Des images d’archives de Navy SEALs à l’entraînement, faisant subir à leurs corps les pires tortures. « Transformez la douleur en agressivité ! », lance l’instructeur. Le générique du nouveau Peter Berg, DU SANG ET DES LARMES, ne fait aucun mystère sur ses protagonistes : des machines surhumaines à qui l’on a appris à faire de leur souffrance un moteur. La voix-off du soldat Marcus Luttrell qui suit confirme : « Nous voulions l’affrontement ».

Là sont posées les bases d’un film dansant sur le fil du rasoir, car Berg, fort d’un cinéma à l’efficacité brute, alliant caractérisation fine des personnages et mise en scène rageuse, sait qu’on ne traite pas les conflits contemporains comme la Seconde Guerre mondiale. Les enjeux sont soumis à d’autres grilles de lecture, à des tensions géopolitiques aux lignes moins claires. On sait donc gré à DU SANG ET DES LARMES d’explorer les deux bouts du spectre de l’Opération Red Wings.

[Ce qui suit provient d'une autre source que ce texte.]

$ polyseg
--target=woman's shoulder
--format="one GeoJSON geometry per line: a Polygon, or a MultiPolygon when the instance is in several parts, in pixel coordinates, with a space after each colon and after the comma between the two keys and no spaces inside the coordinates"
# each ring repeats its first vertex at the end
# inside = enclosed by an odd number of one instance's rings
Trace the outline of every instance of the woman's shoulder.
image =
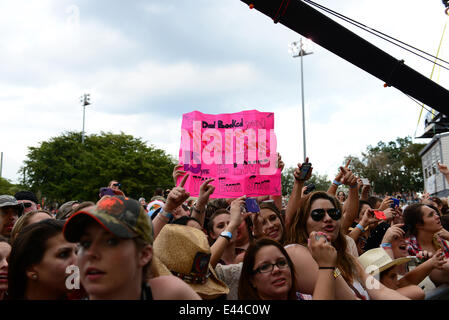
{"type": "Polygon", "coordinates": [[[147,281],[155,300],[201,300],[183,280],[175,276],[160,276],[147,281]]]}
{"type": "Polygon", "coordinates": [[[292,243],[284,246],[284,248],[292,260],[307,259],[308,257],[312,257],[309,249],[301,244],[292,243]]]}

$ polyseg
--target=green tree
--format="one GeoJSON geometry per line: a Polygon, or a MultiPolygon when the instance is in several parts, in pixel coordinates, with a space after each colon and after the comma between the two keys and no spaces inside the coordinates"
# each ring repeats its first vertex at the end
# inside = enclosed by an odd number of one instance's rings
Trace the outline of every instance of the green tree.
{"type": "Polygon", "coordinates": [[[99,188],[113,179],[132,198],[173,186],[174,159],[124,133],[85,136],[81,144],[81,133],[66,132],[28,149],[23,184],[49,201],[97,201],[99,188]]]}
{"type": "MultiPolygon", "coordinates": [[[[283,196],[289,196],[293,190],[293,184],[295,182],[295,177],[293,176],[294,171],[294,167],[282,170],[281,184],[283,196]]],[[[320,175],[318,173],[312,173],[312,177],[310,177],[304,185],[309,185],[311,183],[315,185],[315,191],[327,191],[330,185],[327,175],[320,175]]]]}
{"type": "Polygon", "coordinates": [[[369,179],[378,194],[421,191],[423,176],[419,152],[424,146],[413,143],[411,137],[388,143],[379,141],[376,146],[368,146],[361,159],[349,156],[352,159],[350,168],[359,177],[369,179]]]}

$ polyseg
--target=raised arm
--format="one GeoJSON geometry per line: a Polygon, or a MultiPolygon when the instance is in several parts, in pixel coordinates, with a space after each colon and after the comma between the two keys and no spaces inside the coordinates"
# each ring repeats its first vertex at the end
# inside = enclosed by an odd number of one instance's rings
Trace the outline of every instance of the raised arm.
{"type": "MultiPolygon", "coordinates": [[[[242,206],[245,204],[246,196],[242,196],[240,198],[237,198],[231,202],[231,217],[228,226],[225,228],[224,231],[228,231],[232,234],[232,237],[236,235],[236,230],[242,223],[243,219],[247,215],[242,214],[242,206]]],[[[226,247],[229,245],[230,239],[225,237],[218,237],[217,240],[215,240],[214,244],[210,247],[211,257],[210,257],[210,264],[212,268],[215,268],[218,261],[220,260],[221,256],[223,255],[223,252],[225,251],[226,247]]]]}
{"type": "Polygon", "coordinates": [[[349,186],[348,199],[343,205],[343,221],[341,224],[341,231],[343,234],[348,233],[354,219],[359,213],[359,192],[357,188],[357,177],[346,167],[340,167],[343,173],[343,184],[349,186]]]}
{"type": "Polygon", "coordinates": [[[362,192],[360,193],[360,200],[368,201],[369,193],[371,191],[371,185],[369,184],[363,184],[362,179],[359,179],[361,182],[361,188],[362,192]]]}
{"type": "Polygon", "coordinates": [[[357,226],[349,232],[350,236],[354,241],[357,242],[358,238],[366,231],[367,227],[375,225],[379,222],[379,219],[374,217],[372,209],[366,209],[363,212],[362,219],[357,224],[357,226]]]}
{"type": "Polygon", "coordinates": [[[184,189],[188,177],[189,174],[186,174],[184,178],[182,178],[179,186],[171,189],[167,196],[167,202],[165,203],[164,208],[153,219],[154,238],[156,238],[161,229],[173,219],[173,210],[189,198],[190,193],[186,192],[184,189]]]}
{"type": "MultiPolygon", "coordinates": [[[[282,161],[281,155],[278,153],[278,168],[284,170],[284,161],[282,161]]],[[[282,194],[278,196],[270,196],[270,199],[274,201],[274,205],[279,209],[279,211],[282,210],[282,194]]]]}
{"type": "MultiPolygon", "coordinates": [[[[309,162],[309,158],[306,158],[306,162],[309,162]]],[[[296,211],[299,208],[304,183],[312,176],[313,167],[310,168],[309,173],[305,178],[300,179],[301,168],[302,164],[298,163],[298,168],[296,168],[293,172],[295,182],[293,184],[293,190],[287,203],[287,208],[285,209],[285,227],[287,229],[291,223],[292,217],[295,215],[296,211]]]]}
{"type": "Polygon", "coordinates": [[[337,265],[337,250],[325,236],[311,232],[309,237],[309,251],[318,264],[318,277],[313,289],[313,300],[335,300],[334,271],[337,265]]]}
{"type": "Polygon", "coordinates": [[[447,183],[449,183],[449,169],[447,168],[447,165],[438,162],[438,170],[440,170],[446,178],[447,183]]]}
{"type": "Polygon", "coordinates": [[[215,186],[210,184],[212,181],[214,179],[208,179],[201,184],[198,200],[192,208],[191,216],[198,220],[201,226],[204,226],[206,204],[209,201],[210,195],[215,191],[215,186]]]}

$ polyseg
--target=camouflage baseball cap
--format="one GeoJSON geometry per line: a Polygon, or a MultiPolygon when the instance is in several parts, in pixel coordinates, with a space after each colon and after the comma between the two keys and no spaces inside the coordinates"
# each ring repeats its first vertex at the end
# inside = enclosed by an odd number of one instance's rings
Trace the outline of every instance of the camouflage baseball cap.
{"type": "Polygon", "coordinates": [[[153,244],[153,227],[142,205],[123,196],[104,197],[96,205],[75,212],[65,223],[67,241],[78,242],[88,222],[95,220],[119,238],[142,238],[153,244]]]}

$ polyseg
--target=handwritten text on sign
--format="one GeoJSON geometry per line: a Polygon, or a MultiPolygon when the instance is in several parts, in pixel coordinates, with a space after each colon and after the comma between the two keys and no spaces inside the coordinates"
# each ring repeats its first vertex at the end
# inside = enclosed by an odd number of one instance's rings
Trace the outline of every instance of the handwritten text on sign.
{"type": "Polygon", "coordinates": [[[179,161],[190,174],[184,187],[194,197],[210,178],[213,198],[281,194],[271,112],[184,114],[179,161]]]}

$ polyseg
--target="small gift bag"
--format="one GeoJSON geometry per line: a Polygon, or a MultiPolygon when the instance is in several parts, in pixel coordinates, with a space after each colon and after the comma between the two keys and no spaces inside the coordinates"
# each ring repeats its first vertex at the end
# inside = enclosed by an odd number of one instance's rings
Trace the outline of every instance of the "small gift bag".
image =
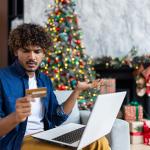
{"type": "Polygon", "coordinates": [[[143,144],[143,122],[133,121],[129,123],[131,144],[143,144]]]}
{"type": "Polygon", "coordinates": [[[103,86],[100,88],[100,94],[114,93],[116,91],[116,80],[113,78],[102,78],[103,86]]]}
{"type": "Polygon", "coordinates": [[[128,122],[143,120],[143,107],[138,102],[124,106],[124,119],[128,122]]]}
{"type": "Polygon", "coordinates": [[[148,126],[146,121],[144,121],[143,125],[143,140],[144,144],[150,145],[150,126],[148,126]]]}

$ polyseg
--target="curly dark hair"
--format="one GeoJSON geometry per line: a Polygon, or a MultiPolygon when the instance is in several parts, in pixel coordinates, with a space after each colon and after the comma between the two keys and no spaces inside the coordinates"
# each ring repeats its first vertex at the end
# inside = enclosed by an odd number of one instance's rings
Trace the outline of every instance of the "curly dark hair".
{"type": "Polygon", "coordinates": [[[25,23],[10,32],[8,45],[13,53],[19,48],[24,48],[29,45],[47,49],[50,45],[50,38],[42,26],[25,23]]]}

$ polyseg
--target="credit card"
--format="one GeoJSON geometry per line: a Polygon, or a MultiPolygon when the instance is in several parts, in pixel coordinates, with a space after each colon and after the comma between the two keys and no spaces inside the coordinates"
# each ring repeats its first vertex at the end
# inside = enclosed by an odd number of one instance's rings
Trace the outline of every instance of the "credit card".
{"type": "Polygon", "coordinates": [[[33,98],[41,98],[47,95],[47,88],[26,89],[26,95],[32,95],[33,98]]]}

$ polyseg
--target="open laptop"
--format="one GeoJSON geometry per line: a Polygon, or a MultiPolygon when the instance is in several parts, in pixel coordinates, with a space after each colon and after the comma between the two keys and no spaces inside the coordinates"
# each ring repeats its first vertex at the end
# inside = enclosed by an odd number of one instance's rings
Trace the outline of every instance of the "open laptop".
{"type": "Polygon", "coordinates": [[[97,96],[86,126],[69,123],[32,136],[80,150],[111,131],[125,95],[117,92],[97,96]]]}

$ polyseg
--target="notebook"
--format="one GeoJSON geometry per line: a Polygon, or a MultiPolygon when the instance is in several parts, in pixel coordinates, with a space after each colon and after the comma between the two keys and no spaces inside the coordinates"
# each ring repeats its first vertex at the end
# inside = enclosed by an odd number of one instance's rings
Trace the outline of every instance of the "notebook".
{"type": "Polygon", "coordinates": [[[111,131],[125,95],[126,92],[98,95],[86,126],[69,123],[32,136],[80,150],[111,131]]]}

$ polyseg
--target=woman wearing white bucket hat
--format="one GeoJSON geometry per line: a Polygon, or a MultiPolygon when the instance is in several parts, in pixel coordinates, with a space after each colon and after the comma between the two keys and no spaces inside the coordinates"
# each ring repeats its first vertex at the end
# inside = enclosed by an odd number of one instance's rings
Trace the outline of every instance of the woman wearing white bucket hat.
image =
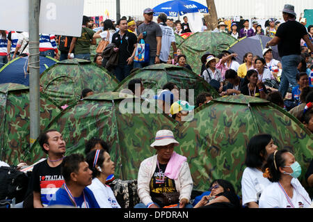
{"type": "Polygon", "coordinates": [[[178,145],[170,130],[156,132],[150,145],[156,154],[141,164],[138,174],[138,194],[141,203],[135,208],[191,208],[188,203],[193,180],[186,157],[174,152],[178,145]]]}

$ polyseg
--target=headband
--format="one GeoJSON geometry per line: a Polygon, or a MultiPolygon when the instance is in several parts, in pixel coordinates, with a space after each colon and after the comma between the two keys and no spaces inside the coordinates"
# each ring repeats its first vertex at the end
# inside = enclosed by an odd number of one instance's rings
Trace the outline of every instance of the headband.
{"type": "Polygon", "coordinates": [[[305,114],[305,113],[307,112],[307,111],[308,111],[310,109],[311,109],[312,107],[312,102],[309,102],[305,105],[305,107],[303,110],[303,115],[305,114]]]}
{"type": "Polygon", "coordinates": [[[275,165],[275,168],[277,171],[276,161],[275,160],[275,156],[276,155],[276,152],[277,152],[277,150],[274,152],[274,165],[275,165]]]}
{"type": "Polygon", "coordinates": [[[134,20],[130,21],[129,23],[127,23],[127,26],[132,26],[133,24],[136,24],[135,21],[134,20]]]}
{"type": "Polygon", "coordinates": [[[95,168],[96,164],[97,164],[97,161],[98,161],[98,158],[99,158],[99,154],[100,153],[101,150],[97,150],[96,153],[95,154],[95,159],[93,159],[93,167],[95,168]]]}

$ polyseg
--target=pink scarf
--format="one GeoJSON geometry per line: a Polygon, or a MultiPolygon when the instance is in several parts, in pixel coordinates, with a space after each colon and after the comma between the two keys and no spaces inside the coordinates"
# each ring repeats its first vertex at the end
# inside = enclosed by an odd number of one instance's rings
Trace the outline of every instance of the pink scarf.
{"type": "Polygon", "coordinates": [[[175,152],[173,152],[172,156],[170,157],[170,161],[166,166],[164,176],[172,180],[177,179],[182,164],[186,160],[187,157],[179,155],[175,152]]]}

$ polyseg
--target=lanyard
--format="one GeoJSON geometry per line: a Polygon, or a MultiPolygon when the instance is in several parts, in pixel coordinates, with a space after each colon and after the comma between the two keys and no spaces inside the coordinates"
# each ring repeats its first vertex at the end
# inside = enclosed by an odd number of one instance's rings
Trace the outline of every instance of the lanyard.
{"type": "Polygon", "coordinates": [[[289,197],[288,196],[288,194],[287,193],[284,189],[282,187],[282,184],[280,184],[280,183],[278,182],[278,185],[280,186],[280,189],[282,189],[282,192],[284,193],[284,196],[286,196],[286,198],[287,198],[288,203],[290,204],[290,205],[292,207],[292,208],[294,208],[294,206],[292,204],[291,200],[290,200],[289,197]]]}
{"type": "MultiPolygon", "coordinates": [[[[248,90],[249,90],[249,95],[251,96],[251,93],[250,92],[249,86],[250,86],[250,84],[248,84],[248,90]]],[[[255,96],[256,90],[257,90],[257,86],[255,87],[255,92],[253,93],[253,95],[252,96],[255,96]]]]}
{"type": "MultiPolygon", "coordinates": [[[[77,205],[76,204],[75,199],[74,198],[73,195],[72,194],[71,191],[68,189],[67,186],[66,186],[66,184],[64,183],[64,189],[65,189],[66,192],[67,193],[68,196],[70,197],[70,199],[71,200],[72,203],[73,203],[74,206],[77,207],[77,205]]],[[[85,198],[85,193],[83,191],[83,202],[85,203],[85,207],[86,208],[89,208],[87,207],[87,203],[86,201],[85,198]]]]}
{"type": "Polygon", "coordinates": [[[164,173],[163,174],[163,179],[161,179],[161,169],[160,169],[160,166],[159,165],[159,160],[156,160],[156,164],[158,165],[158,168],[159,168],[159,178],[160,179],[160,180],[164,182],[164,178],[165,178],[165,175],[164,173]]]}

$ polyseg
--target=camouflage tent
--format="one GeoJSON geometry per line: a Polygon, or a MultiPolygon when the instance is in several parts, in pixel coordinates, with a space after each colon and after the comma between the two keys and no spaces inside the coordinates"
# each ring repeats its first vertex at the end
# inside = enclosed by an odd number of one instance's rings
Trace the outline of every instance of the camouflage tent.
{"type": "Polygon", "coordinates": [[[69,59],[54,65],[40,77],[44,92],[61,107],[80,99],[86,88],[95,93],[113,90],[118,80],[103,68],[83,59],[69,59]]]}
{"type": "Polygon", "coordinates": [[[121,81],[114,91],[128,88],[129,81],[136,78],[141,78],[145,89],[151,89],[155,94],[164,84],[171,81],[179,89],[185,89],[187,97],[189,89],[194,89],[194,99],[204,91],[211,93],[214,97],[219,97],[216,90],[196,74],[182,67],[169,64],[152,65],[137,70],[121,81]]]}
{"type": "MultiPolygon", "coordinates": [[[[57,60],[49,56],[40,56],[39,73],[54,65],[57,60]]],[[[27,72],[29,56],[17,57],[4,65],[0,69],[0,84],[18,84],[29,86],[29,73],[27,72]]]]}
{"type": "Polygon", "coordinates": [[[207,51],[217,56],[226,49],[236,38],[225,33],[210,31],[195,33],[186,38],[180,45],[182,53],[187,57],[187,63],[191,66],[193,71],[200,74],[201,71],[201,56],[207,51]]]}
{"type": "MultiPolygon", "coordinates": [[[[175,122],[168,116],[158,113],[155,103],[147,104],[137,97],[140,106],[135,108],[132,95],[128,95],[129,99],[121,95],[120,93],[109,92],[88,96],[67,108],[46,129],[56,129],[63,134],[67,143],[66,154],[84,154],[85,144],[92,137],[104,139],[111,147],[111,158],[116,166],[115,177],[136,179],[141,162],[154,153],[150,145],[156,132],[160,129],[172,129],[175,122]],[[134,111],[141,107],[141,113],[129,113],[124,109],[132,109],[131,106],[134,111]],[[156,113],[148,113],[150,110],[156,113]]],[[[45,156],[38,141],[32,146],[31,152],[38,155],[33,161],[45,156]]]]}
{"type": "MultiPolygon", "coordinates": [[[[40,129],[44,129],[60,112],[47,97],[41,93],[40,129]]],[[[1,160],[10,164],[34,158],[29,152],[29,88],[17,84],[0,84],[1,160]]]]}
{"type": "Polygon", "coordinates": [[[266,100],[241,94],[199,107],[192,121],[175,129],[195,189],[207,190],[213,180],[225,179],[241,193],[246,147],[259,133],[271,134],[278,150],[294,154],[303,169],[301,178],[313,157],[313,134],[295,117],[266,100]]]}

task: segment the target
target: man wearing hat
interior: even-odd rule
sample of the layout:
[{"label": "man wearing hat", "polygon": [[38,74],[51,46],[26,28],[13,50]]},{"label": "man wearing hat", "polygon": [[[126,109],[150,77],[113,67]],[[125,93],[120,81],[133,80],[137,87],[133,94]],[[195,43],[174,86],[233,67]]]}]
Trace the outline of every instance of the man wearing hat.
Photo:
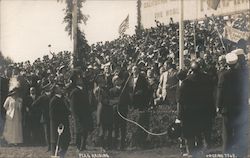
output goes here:
[{"label": "man wearing hat", "polygon": [[176,77],[177,70],[175,65],[172,63],[172,59],[165,61],[164,66],[167,71],[165,71],[161,77],[158,86],[158,93],[161,92],[161,97],[164,101],[167,101],[170,105],[176,105],[176,88],[178,84],[178,79]]},{"label": "man wearing hat", "polygon": [[226,55],[230,69],[218,81],[216,105],[223,116],[223,152],[237,157],[247,155],[247,111],[248,111],[248,72],[239,67],[234,50]]},{"label": "man wearing hat", "polygon": [[55,95],[49,103],[50,117],[50,142],[52,154],[55,154],[56,142],[58,139],[58,126],[64,125],[64,130],[59,141],[59,155],[63,158],[68,150],[70,142],[69,115],[70,111],[63,96],[63,84],[56,83],[54,86]]},{"label": "man wearing hat", "polygon": [[[129,104],[129,96],[128,96],[128,88],[124,86],[124,81],[118,75],[115,75],[112,79],[113,87],[110,89],[110,104],[113,106],[113,117],[114,117],[114,133],[115,133],[115,143],[118,140],[119,134],[121,136],[120,140],[120,149],[125,148],[125,138],[126,138],[126,131],[127,131],[127,124],[124,119],[122,119],[118,112],[127,117],[128,114],[128,104]],[[114,144],[114,147],[117,144]]]},{"label": "man wearing hat", "polygon": [[[188,152],[197,156],[203,147],[202,135],[206,137],[207,132],[212,129],[215,106],[211,78],[201,71],[196,61],[191,62],[191,69],[192,73],[183,80],[179,88],[179,117],[183,124],[183,136]],[[210,142],[206,143],[210,145]]]},{"label": "man wearing hat", "polygon": [[40,123],[43,125],[45,141],[48,146],[48,151],[50,151],[50,118],[49,118],[49,102],[52,98],[51,91],[52,87],[50,84],[43,87],[44,92],[39,96],[32,104],[34,107],[38,107],[41,111]]},{"label": "man wearing hat", "polygon": [[75,84],[76,87],[70,94],[70,104],[75,121],[76,146],[79,151],[82,151],[86,149],[86,140],[93,128],[93,120],[88,91],[83,85],[83,78],[80,74],[76,76]]}]

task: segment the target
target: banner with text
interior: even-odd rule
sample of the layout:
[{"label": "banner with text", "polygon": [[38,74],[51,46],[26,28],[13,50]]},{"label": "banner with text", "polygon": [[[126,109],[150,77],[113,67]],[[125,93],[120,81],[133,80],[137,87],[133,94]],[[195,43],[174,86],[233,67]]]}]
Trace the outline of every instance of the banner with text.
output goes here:
[{"label": "banner with text", "polygon": [[[168,24],[170,17],[179,21],[179,0],[141,0],[141,23],[145,28],[156,26],[155,20]],[[184,20],[204,18],[205,15],[227,15],[249,10],[249,0],[220,0],[217,10],[207,0],[184,0]]]},{"label": "banner with text", "polygon": [[250,32],[243,32],[230,26],[226,26],[224,28],[223,37],[237,43],[240,39],[248,40]]}]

Lorsque des SEALs chargés de tuer un leader taliban sont surpris par des bergers, ils décident de les laisser partir, non sans un long débat moral. Au risque de se voir rattrapés par leurs ennemis. Ce qui arrive. Une première partie faite de dialogues déconcertants comme « Meurs pour ton pays, je vivrai pour le mien » ou « Je regrette de ne pas avoir tué plus de talibans ». Gênant ? Evidemment !!!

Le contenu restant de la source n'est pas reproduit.